There is really very little incentive not to encrypt all traffic. There is a performance hit, but the only responsible way to avoid it would be do perform a close analysis of all data that would not be encrypted. Even when the analysis was complete, you can't guarantee that the program won't change in a few months (even assuming that nothing was missed in the analysis). There are a number of options for forcing encrypted traffic, including built-in capabilities in both Java and .NET to force use of SSL for web interactions.

Where programs have incorporated hard-coded IP addresses in code, there is some possibility that traffic would be delivered to entirely the wrong place in a hosted environment. This is especially the case for the standard ranges that are commonly used for internal IP addresses.

But the use of hostnames can also be problematic, since name lookup infrastructure is usually controlled by the outside vendor. (In any case, references to specific names should be contained within configuration files, not in the actual code source.)

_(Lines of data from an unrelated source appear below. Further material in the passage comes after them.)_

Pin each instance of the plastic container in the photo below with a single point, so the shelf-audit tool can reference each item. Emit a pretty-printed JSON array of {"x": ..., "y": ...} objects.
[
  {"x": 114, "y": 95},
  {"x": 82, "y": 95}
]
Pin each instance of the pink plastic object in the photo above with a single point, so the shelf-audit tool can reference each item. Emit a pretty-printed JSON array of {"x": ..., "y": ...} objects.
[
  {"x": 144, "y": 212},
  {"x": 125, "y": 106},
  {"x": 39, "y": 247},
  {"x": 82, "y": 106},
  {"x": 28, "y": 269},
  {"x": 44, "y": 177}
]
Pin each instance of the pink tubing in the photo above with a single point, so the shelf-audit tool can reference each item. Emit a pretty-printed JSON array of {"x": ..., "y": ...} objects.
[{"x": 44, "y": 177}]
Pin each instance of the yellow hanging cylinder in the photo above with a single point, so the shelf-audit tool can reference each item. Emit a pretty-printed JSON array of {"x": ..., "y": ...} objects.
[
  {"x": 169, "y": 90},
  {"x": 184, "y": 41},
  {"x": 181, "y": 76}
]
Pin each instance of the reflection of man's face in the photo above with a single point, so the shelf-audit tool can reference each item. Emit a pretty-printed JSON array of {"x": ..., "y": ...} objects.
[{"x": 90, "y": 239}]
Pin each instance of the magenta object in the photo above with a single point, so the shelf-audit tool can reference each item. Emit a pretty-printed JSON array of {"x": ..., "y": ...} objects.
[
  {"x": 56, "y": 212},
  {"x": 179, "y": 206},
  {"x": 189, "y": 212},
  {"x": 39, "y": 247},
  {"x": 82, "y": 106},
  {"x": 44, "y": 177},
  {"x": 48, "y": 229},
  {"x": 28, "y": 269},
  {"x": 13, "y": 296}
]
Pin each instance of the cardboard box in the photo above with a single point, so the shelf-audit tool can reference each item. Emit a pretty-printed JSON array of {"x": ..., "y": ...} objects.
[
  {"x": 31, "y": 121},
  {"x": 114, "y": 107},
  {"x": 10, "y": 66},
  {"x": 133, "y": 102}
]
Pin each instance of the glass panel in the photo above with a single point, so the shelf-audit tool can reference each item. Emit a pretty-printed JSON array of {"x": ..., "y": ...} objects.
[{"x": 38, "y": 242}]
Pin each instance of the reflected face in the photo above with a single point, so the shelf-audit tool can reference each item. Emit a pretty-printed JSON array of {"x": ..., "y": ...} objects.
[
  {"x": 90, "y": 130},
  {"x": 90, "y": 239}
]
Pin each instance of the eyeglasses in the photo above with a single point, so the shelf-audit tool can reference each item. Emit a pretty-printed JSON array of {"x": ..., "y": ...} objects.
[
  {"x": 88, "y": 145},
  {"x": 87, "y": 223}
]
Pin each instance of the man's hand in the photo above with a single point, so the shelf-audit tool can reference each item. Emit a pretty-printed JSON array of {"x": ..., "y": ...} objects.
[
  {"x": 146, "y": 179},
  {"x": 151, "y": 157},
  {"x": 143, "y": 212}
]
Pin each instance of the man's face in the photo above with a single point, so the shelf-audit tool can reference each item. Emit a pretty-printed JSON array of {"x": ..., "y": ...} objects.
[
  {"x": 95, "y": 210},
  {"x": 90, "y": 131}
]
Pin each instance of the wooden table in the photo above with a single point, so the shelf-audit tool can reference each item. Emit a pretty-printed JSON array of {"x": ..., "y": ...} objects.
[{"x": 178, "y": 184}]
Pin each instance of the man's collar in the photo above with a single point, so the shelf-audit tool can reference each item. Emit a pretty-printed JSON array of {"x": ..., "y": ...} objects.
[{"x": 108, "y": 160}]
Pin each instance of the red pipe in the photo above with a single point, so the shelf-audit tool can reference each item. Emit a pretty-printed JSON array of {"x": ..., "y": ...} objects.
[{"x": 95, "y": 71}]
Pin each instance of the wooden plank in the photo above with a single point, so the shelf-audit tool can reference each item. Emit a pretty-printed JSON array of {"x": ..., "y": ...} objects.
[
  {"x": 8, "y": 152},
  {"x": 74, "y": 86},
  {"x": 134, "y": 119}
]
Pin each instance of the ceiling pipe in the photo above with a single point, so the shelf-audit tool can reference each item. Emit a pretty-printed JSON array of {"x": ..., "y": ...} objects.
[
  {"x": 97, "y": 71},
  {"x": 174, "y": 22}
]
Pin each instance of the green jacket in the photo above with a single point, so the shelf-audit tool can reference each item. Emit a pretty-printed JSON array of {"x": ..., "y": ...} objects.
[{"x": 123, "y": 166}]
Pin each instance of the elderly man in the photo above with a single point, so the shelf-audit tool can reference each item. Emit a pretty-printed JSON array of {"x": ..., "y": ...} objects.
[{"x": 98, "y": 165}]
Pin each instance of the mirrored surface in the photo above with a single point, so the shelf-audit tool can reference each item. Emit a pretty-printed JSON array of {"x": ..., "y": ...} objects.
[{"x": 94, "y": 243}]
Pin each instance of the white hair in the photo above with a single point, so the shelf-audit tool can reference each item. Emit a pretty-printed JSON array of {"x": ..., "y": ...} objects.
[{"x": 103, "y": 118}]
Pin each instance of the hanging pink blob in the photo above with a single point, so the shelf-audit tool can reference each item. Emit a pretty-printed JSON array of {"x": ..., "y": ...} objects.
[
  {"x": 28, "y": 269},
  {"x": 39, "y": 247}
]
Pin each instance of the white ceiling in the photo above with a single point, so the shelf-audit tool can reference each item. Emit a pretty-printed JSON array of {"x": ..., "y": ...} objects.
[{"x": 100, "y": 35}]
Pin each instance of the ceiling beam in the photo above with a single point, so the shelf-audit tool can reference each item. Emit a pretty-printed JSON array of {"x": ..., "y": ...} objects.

Where possible, client-side SSL certificates can provide an extra layer of security, by providing assurance that the target side of the connection is actually the system that we are trying to contact.

Data Encryption

Data at rest can be secured using several technologies, some of which overlap. SQL Server and Oracle both provide Transparent Data Encryption (TDE), and DB2 provides similar functionality. Make sure key sizes are in line with current best practices recommendations.

Queries to databases can be encrypted during transmission by specifying SSL as the connection protocol in the JDBC driver or .NET connection.

Keep in mind that existing hard-coded encryption tokens, keys, etc may cause problems during application migration to the cloud. And if the same key is re-used in several contexts, the compromise of a single component can result in a broader compromise through the entire application or environment. It is important that encryption keys, tokens, etc be maintained outside of the code base itself, where they can be changed or updated as needed.

Logging Considerations

Logging streams usually do not use connection-oriented protocols. One concern about logging in the cloud is that logging streams are relatively easy to divert or snoop. Debug-level information might be considered an information leak about how the parts of your application communicate, which could provide the information an attacker needs. While we need to allow an adequate level of logging, we may also want to restrict access that would allow too high a level of logging to be enabled.

At the same time, it is important that logs be maintained and reviewed, just as they should be on an internal network. Given the potentially greater exposure of the data, log review procedures need a careful review as part of any application cloud deployment.